[Cytometry] Advia or Isoton
hms at shapirolab.com
Sun Feb 28 14:33:36 EST 2010
Akos Szilvasi wrote:
> Almost five years ago we switched to water as sheath fluid on our three
> LSR II+HTS cytometers. We have not seen any negative effect except once
> one of the instruments started cumulating air bubbles in the nozzle. After
> extensive trouble shooting with BD the solution was to add a little
> surfactant (detergent) to the tanks. Our tanks are the 25 liters steel
> cylinders from BD. Now we regularly add about a ml of FacsRinse to a tank
> of distilled water (never use tap water).
> The advantage of this practice is the we practically eliminated all salt
> deposits related HTS (BD's great 98/384 well plate samplers) problems, do
> not buy and store PBS or sheath fluid (except, of course, for the sorters)
> and the filling of the tanks is a simple task.
> The critics of this practice mention the difference is refractive index
> and increased low scatter noise. The water goes through the LSRII's 0.2
> micron filter and in my experience both potential problems are negligible
> (if measurable at all).
My colleagues and I have been using distilled water as sheath fluid for
our analytical flow cytometry since the 1970s; we now generally run
"bought" distilled water through our MilliQ system, which includes a 0.2
um filter, before putting it into our sheath tanks, and also keep such a
filter in the sheath line. Even when we are measuring physiological
parameters, e.g., membrane potential, the interval between injection of
the core sample into the sheath and the interrogation of the sample is
short enough that we do not see any changes attributable to the
osmolality mismatch, and scatter noise is only an issue when we deal
with particles smaller than most bacteria, if then.

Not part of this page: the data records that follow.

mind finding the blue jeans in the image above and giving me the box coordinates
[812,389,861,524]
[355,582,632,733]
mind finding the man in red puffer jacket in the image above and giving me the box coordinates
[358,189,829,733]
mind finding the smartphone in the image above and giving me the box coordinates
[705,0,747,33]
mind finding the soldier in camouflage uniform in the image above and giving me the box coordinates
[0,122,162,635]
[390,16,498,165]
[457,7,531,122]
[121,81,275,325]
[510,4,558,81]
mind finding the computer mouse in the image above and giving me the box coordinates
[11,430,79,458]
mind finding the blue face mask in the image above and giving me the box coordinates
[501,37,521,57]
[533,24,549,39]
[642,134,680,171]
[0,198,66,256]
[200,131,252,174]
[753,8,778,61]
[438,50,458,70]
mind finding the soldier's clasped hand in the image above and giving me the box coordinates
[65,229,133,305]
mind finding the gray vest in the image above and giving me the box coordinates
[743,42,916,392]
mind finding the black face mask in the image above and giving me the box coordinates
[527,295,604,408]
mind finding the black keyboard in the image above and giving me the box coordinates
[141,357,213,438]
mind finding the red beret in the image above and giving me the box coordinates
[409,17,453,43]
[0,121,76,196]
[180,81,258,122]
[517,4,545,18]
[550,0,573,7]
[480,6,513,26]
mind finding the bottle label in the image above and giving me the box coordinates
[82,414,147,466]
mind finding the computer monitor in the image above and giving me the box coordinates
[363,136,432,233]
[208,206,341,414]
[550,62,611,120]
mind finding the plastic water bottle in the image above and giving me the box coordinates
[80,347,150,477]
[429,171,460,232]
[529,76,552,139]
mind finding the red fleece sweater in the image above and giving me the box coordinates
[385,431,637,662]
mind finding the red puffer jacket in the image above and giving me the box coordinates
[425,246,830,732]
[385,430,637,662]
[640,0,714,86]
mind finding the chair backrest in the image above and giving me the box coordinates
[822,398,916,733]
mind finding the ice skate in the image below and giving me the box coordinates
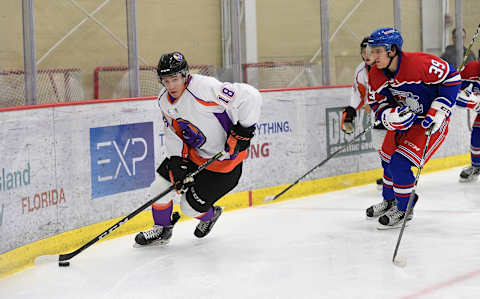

I would guess that one could get away with using lower than customary
salt concentrations in sheath (just enough to maintain conductivity)
even when sorting, since the small amount of hypotonic solution in a
sorted droplet will quickly be diluted by the more nearly isotonic
medium into which cells are collected, but I will defer to those with
more sorting experience on that issue.